The only way to have a character live through Call of Cthulu is to have him retire early (the only sure way is to have the character retire as soon as you create him). If you have characters in Call of Cthulu who live or actually win in the end, then you are doing it wrong. There are lots of COC modules out there that are written to be one shots with the characters dying at the end, what else would you expect out of a game based on the writings of H P Lovecraft.

Oh I forgot you can go insane instead of being killed, if that can be considered any better.
 

jdavis said:


The only way to have a character live through Call of Cthulu is to have him retire early (the only sure way is to have the character retire as soon as you create him). If you have characters in Call of Cthulu who live or actually win in the end, then you are doing it wrong. There are lots of COC modules out there that are written to be one shots with the characters dying at the end, what else would you expect out of a game based on the writings of H P Lovecraft.

Oh I forgot you can go insane instead of being killed, if that can be considered any better.

Of course, my friends and I played CoC waaay back, years ago. Now we only play "Travel CoC" - the CoC game you can play in a car, at a picnic table, anywhere.

It's simple:
Roll 1d6
1-3 You die!
4,5 You go insane!
6 Roll again.

Hours of Lovecraftian fun for the whole family!
 

Had a near TPK once. The only survivor wase the guy who didn't show up. It wasn't my fault, though. It was a reasonable encounter. The PCs just screwed up and then had bad luck.
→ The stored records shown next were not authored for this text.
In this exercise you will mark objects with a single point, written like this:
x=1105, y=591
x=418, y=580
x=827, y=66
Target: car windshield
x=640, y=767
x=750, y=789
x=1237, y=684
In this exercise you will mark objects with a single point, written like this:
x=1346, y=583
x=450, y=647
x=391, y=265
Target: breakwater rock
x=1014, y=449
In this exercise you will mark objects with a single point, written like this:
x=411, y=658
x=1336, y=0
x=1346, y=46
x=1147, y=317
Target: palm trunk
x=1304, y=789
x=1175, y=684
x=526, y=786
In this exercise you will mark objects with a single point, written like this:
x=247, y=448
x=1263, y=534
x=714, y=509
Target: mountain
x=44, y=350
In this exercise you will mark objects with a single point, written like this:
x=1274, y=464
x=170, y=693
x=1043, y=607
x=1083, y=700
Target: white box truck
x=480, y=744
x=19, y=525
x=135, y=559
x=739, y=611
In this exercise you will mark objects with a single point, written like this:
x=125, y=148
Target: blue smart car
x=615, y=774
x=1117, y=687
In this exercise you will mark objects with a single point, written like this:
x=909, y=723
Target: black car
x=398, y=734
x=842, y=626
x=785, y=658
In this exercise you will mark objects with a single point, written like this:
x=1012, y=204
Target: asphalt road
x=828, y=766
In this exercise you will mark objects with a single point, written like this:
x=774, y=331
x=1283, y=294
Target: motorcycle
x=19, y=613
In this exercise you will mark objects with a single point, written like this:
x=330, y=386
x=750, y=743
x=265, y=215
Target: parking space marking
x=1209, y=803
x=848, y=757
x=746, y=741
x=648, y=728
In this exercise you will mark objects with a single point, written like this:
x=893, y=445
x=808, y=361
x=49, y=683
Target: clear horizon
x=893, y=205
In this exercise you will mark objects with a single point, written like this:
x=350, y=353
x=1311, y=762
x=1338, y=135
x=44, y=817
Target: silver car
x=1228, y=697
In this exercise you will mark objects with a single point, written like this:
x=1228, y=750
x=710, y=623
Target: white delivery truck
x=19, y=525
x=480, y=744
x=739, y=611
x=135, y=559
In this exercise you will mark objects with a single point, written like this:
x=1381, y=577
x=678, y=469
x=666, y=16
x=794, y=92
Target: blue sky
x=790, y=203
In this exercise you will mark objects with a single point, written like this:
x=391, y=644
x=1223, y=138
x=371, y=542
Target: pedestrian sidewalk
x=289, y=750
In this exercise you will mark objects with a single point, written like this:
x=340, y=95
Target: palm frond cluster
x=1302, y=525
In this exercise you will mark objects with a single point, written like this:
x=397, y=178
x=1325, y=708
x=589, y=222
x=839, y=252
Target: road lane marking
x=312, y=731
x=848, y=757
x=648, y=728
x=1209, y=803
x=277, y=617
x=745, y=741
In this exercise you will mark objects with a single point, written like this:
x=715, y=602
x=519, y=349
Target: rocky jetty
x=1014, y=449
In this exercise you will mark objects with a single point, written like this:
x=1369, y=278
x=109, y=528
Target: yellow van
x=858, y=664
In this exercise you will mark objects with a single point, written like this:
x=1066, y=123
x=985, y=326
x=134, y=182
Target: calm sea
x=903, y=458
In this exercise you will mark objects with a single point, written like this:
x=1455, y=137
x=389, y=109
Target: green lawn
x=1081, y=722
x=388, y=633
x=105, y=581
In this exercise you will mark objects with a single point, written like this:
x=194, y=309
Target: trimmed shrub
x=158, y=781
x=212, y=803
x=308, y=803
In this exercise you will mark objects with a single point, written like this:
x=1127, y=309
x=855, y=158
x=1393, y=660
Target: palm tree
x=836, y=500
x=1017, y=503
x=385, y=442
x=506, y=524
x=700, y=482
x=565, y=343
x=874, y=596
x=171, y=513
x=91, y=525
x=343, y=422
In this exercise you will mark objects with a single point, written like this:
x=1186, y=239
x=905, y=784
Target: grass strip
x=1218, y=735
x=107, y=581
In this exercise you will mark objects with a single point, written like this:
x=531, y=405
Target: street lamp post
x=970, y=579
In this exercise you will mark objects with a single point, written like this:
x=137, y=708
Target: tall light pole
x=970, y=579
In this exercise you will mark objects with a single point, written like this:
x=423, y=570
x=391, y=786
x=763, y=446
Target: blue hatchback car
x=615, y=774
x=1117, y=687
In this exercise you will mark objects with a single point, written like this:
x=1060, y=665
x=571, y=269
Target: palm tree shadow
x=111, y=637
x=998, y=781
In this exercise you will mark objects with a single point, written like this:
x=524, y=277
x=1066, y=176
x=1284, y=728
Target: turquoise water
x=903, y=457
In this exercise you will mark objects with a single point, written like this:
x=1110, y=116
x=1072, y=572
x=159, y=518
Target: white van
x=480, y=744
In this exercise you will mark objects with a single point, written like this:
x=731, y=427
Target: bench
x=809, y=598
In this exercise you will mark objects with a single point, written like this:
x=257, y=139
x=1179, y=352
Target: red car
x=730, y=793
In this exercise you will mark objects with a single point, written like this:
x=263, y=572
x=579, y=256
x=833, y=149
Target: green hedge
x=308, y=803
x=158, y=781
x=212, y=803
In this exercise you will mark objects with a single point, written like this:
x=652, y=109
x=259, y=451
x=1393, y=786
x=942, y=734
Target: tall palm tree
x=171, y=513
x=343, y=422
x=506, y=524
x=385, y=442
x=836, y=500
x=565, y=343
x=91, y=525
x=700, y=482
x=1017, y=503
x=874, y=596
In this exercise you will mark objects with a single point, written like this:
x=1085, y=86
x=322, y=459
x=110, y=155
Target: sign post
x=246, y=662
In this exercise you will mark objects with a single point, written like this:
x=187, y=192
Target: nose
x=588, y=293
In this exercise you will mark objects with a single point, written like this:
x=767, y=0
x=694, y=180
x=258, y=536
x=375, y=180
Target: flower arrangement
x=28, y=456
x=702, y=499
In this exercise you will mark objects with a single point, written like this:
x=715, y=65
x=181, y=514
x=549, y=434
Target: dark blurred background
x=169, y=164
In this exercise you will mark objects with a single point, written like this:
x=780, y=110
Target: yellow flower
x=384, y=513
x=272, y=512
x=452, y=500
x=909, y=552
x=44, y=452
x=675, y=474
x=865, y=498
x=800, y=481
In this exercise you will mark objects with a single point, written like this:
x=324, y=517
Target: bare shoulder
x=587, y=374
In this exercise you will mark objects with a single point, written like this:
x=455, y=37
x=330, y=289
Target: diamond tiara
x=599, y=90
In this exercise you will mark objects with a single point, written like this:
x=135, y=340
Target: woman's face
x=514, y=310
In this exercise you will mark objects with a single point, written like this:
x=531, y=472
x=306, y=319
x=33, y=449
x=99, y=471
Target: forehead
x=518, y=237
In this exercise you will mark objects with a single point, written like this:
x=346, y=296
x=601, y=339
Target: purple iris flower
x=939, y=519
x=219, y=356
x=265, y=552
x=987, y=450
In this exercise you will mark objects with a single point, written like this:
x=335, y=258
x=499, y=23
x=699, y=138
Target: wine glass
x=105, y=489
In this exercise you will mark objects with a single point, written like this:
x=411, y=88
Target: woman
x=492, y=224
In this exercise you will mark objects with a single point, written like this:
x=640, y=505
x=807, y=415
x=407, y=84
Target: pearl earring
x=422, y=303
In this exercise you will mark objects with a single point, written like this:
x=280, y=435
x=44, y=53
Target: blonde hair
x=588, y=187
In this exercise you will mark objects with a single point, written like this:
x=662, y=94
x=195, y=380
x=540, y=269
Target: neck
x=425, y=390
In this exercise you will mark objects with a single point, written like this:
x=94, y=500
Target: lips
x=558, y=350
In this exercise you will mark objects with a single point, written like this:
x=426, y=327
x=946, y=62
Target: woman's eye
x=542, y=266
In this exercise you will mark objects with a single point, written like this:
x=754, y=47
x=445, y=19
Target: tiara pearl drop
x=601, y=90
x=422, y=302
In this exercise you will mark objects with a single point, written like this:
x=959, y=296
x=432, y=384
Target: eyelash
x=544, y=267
They had all huddled into this little hole on a hillside watching a cave entrance they thought Drow raiders were coming out of. They hid themselves behind an illusion. Sure 'nuff, the drow showed up, but their wizard had a magic item that let her see through illusions, so she spotted them. She fired off a chain lightining. The PCs could have survivied it easily. Then the PC wizard declared he would absorb it into his staff of the magi. His FULLY CHARGED staff of the magi! It exploded for 31d6 damage and people started making saves. Then the unused necklace of missiles failed its save and contributed more damage to the tightly packed group. I seem to recall something else explosive being in the party as well. Needless to say the party died from all the explosions.